Ni en los sueños más oscuros de la noche soporto las imágenes sacras, ni esa sensación de que me observan benevolentes y dolientes pero juzgadoras. Todo esto fue evocado desde aquella tarde cuando la imagen del Cristo crucificado me alentó a pisar su morada. El tragaluz rojizo bañaba su rostro con los rayos del sol que al mismo tiempo lo embellecia, pero por alguna razón está proyección me resultó terrorífica a medio pasillo.

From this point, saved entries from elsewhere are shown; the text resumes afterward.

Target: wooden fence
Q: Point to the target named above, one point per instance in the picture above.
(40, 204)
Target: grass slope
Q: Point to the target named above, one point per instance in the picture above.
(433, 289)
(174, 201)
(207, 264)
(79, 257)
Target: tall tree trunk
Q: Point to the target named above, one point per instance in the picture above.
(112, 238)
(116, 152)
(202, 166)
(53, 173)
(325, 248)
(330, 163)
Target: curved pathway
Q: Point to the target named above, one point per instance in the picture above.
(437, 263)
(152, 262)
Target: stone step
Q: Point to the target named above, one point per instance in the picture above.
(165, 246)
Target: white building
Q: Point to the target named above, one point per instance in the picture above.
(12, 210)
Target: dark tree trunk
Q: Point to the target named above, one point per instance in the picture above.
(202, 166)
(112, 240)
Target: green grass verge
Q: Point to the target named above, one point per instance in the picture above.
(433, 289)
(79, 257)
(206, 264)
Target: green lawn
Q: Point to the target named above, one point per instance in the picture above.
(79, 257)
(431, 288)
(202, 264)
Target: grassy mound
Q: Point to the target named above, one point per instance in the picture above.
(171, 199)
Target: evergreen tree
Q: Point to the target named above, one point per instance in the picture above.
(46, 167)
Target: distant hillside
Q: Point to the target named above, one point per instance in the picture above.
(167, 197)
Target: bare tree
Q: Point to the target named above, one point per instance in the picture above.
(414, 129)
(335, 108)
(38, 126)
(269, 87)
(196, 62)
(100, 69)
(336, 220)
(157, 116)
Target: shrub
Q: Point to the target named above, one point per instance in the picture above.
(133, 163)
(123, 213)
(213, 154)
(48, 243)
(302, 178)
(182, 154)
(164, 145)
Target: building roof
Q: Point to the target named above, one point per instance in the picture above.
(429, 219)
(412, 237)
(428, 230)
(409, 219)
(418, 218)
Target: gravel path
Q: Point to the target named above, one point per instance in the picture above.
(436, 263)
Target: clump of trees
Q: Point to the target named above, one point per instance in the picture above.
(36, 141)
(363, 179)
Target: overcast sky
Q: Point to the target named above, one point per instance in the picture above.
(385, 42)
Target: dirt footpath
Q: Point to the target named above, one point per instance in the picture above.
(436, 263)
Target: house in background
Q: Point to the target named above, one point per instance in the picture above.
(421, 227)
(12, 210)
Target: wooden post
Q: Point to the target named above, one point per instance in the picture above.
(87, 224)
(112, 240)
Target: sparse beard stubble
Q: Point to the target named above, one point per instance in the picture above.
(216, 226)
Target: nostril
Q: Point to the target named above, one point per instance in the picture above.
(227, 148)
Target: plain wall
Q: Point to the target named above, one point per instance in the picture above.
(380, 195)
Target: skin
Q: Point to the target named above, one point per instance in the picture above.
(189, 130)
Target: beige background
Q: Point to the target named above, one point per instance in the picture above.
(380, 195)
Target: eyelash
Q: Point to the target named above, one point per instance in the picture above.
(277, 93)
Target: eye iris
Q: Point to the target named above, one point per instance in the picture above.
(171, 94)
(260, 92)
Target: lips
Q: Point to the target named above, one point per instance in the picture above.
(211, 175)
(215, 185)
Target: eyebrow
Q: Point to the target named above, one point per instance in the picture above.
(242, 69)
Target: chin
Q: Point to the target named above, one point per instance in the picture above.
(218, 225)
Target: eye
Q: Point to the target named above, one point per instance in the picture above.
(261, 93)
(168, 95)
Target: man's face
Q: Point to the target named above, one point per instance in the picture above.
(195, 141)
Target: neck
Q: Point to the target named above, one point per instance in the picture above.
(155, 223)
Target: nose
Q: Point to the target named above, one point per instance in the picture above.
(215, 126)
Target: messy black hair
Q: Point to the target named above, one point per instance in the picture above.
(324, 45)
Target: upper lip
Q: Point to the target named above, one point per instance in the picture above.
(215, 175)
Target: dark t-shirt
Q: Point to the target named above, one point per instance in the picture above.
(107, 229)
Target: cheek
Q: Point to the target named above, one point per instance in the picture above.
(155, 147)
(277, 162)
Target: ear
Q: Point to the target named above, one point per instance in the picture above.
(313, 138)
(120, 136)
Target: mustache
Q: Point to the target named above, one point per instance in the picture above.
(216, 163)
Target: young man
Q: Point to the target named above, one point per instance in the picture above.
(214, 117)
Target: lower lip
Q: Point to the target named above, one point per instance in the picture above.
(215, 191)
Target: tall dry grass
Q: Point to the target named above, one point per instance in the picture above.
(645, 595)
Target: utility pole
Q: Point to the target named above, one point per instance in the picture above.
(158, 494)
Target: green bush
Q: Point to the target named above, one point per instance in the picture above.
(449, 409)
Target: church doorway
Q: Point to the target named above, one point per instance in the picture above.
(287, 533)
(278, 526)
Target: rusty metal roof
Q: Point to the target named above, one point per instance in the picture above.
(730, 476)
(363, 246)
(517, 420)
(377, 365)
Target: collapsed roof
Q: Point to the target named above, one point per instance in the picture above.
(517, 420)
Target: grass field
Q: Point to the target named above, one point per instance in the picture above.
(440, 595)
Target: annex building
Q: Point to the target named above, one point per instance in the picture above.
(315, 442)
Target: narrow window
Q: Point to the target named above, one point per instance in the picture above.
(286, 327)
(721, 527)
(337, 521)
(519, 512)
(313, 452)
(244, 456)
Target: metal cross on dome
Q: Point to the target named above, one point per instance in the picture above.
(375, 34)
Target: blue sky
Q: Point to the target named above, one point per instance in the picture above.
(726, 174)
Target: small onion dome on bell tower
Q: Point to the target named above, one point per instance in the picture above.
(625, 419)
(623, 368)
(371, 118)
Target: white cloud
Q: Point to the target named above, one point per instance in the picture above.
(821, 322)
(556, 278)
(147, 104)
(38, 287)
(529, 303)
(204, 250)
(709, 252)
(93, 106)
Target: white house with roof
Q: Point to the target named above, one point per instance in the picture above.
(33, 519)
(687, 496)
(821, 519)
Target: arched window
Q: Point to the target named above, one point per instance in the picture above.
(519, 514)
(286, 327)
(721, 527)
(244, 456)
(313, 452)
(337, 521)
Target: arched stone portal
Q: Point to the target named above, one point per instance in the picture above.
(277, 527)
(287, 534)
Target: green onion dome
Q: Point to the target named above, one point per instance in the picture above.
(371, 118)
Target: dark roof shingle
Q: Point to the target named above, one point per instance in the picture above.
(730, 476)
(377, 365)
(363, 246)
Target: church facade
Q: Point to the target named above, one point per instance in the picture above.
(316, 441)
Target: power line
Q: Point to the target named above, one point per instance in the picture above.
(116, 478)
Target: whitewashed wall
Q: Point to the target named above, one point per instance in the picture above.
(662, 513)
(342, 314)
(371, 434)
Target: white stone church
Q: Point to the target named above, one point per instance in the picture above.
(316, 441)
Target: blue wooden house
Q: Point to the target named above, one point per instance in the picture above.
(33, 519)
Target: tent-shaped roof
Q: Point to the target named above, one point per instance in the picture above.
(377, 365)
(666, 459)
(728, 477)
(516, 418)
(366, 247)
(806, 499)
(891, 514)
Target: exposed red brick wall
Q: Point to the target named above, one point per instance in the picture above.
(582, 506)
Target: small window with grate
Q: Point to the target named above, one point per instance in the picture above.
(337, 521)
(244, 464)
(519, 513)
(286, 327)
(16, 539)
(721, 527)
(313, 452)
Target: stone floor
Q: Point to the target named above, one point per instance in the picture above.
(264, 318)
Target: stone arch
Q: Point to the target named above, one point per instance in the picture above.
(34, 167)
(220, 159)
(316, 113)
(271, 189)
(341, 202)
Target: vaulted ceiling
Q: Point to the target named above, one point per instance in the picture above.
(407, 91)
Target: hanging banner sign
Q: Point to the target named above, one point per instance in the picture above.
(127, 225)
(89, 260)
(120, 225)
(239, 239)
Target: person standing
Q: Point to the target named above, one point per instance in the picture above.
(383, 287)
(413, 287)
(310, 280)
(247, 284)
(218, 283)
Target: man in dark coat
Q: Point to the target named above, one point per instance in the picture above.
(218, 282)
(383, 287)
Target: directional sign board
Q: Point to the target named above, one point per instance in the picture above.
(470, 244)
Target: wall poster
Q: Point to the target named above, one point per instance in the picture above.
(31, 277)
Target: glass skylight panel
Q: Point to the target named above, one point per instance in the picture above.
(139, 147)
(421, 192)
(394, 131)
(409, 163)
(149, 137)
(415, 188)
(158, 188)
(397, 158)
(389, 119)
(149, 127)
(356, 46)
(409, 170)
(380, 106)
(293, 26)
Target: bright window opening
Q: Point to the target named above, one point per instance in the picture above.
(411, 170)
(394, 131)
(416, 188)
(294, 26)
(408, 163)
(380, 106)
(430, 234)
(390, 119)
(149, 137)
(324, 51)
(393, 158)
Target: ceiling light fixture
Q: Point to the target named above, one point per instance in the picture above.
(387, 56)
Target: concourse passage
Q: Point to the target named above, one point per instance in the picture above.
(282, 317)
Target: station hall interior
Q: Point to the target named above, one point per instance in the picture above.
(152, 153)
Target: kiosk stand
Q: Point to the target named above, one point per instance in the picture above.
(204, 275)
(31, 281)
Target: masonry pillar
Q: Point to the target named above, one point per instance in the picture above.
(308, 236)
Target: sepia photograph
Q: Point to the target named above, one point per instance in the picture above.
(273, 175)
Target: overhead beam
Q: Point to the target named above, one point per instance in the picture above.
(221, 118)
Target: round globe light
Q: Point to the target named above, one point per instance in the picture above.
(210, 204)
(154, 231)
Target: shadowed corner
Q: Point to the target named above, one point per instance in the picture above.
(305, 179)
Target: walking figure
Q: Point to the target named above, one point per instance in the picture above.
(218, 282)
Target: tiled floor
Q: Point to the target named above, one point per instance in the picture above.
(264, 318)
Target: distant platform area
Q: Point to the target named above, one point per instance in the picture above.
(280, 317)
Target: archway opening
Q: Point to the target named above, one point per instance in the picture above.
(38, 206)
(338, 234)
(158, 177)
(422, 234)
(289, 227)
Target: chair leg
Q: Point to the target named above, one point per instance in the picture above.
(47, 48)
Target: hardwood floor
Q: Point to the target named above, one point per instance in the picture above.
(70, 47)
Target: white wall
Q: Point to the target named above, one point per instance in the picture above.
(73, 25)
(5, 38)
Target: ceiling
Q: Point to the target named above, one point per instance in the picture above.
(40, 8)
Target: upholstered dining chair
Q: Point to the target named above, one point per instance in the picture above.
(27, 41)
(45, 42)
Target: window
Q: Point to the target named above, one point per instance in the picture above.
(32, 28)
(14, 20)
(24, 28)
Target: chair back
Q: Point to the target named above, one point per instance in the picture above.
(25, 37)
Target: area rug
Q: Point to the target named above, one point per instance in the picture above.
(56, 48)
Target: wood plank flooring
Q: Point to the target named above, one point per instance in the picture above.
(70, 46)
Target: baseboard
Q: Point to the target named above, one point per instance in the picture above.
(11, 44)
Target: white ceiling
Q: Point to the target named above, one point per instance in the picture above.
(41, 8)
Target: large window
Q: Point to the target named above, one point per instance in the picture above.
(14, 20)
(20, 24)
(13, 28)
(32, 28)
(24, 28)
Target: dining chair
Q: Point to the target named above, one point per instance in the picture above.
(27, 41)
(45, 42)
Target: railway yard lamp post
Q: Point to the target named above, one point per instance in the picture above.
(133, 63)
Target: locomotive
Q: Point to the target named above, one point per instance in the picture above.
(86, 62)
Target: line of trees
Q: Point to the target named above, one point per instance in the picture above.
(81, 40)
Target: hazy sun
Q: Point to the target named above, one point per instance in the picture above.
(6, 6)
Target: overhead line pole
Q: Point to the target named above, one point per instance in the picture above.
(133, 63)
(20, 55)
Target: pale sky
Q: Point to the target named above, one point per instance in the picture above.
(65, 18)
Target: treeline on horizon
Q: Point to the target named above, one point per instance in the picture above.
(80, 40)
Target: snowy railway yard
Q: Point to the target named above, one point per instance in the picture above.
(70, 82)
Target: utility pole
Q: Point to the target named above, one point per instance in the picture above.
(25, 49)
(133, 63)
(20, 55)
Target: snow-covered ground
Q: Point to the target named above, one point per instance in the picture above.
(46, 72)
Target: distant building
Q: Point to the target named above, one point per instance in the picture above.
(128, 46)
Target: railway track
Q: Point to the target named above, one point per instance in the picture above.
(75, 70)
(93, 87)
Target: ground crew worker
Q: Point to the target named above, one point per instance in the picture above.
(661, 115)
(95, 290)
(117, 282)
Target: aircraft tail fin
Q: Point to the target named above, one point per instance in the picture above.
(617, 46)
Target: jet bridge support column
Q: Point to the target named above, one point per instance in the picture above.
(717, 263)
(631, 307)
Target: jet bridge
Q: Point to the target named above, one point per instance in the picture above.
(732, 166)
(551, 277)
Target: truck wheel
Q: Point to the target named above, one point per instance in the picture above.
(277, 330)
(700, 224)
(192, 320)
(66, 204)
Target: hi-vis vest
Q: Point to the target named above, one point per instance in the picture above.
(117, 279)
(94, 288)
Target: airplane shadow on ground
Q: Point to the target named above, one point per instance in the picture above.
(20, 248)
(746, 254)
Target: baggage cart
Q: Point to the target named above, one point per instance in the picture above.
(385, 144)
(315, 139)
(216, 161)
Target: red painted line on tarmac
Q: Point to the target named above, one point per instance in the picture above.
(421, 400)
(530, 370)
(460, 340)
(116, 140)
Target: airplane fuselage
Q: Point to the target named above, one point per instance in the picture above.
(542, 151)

—Lo siento, no puedo Señor, tengo mucho miedo. Huí, le di la espalda, corrí como si su presencia fuera alcanzarme. Cuando me detuve en la reja de la entrada al templo me sentí a salvo. El corazón entonaba apresurado un sosiego que me apaciguaba el cuerpo y detenía mi alma que revoloteaba cruzando la calle, como queriendo acercarse al cielo. Desde esa vez, al entrar en las iglesias me cubro los ojos con las manos tanto como cuando sin querer veo una fotografía o un video de una víbora. Tampoco puedo soportarlo, mi trauma se desencadenó cuando una noche descubrí una coralillo haciendo remolino lento en la terraceria de un cuarto que hizo mi papá con tarimas y laminas de metal. Explotó en mi pecho un terror que me paralizó inmediatamente. Cuando por fin pude hablarle a mi padre, el reptil ya se había ido. Esa noche no pude dormir, sentía que se subía por la cobija. Al otro día mis hermanos la buscaron y de pronto atravesó por debajo de las patas de mi perrita “güera” para meterse entre unas piedras. Sobra decir que por semanas tuve visiones y si de por si ya su existencia se me hacia repugnante con ese suceso terminé de detestar su existencia.
Otro miedo que enfermo mi mente es viajar, debido a un choque contra el remolque de un trailer, del cual el chófer ni se inmuto por el ligero estruendo del alcance del auto y siguió su camino mientras los demás quedábamos sin aire dentro del carro aparcado a medio camino, donde se fracturó mi clavícula izquierda, se rasgó mi hígado y terminé con las costillas rotas. Lo más aparatoso fue entrar al quirofano. Lo más preocupante es la obsesión que me atormenta de morir en la carretera, sufrimiento que me amenaza y por último esa negación que me aqueja en el espejo por las cicatrices en mi cuerpo que me recuerdan mi fragilidad humana.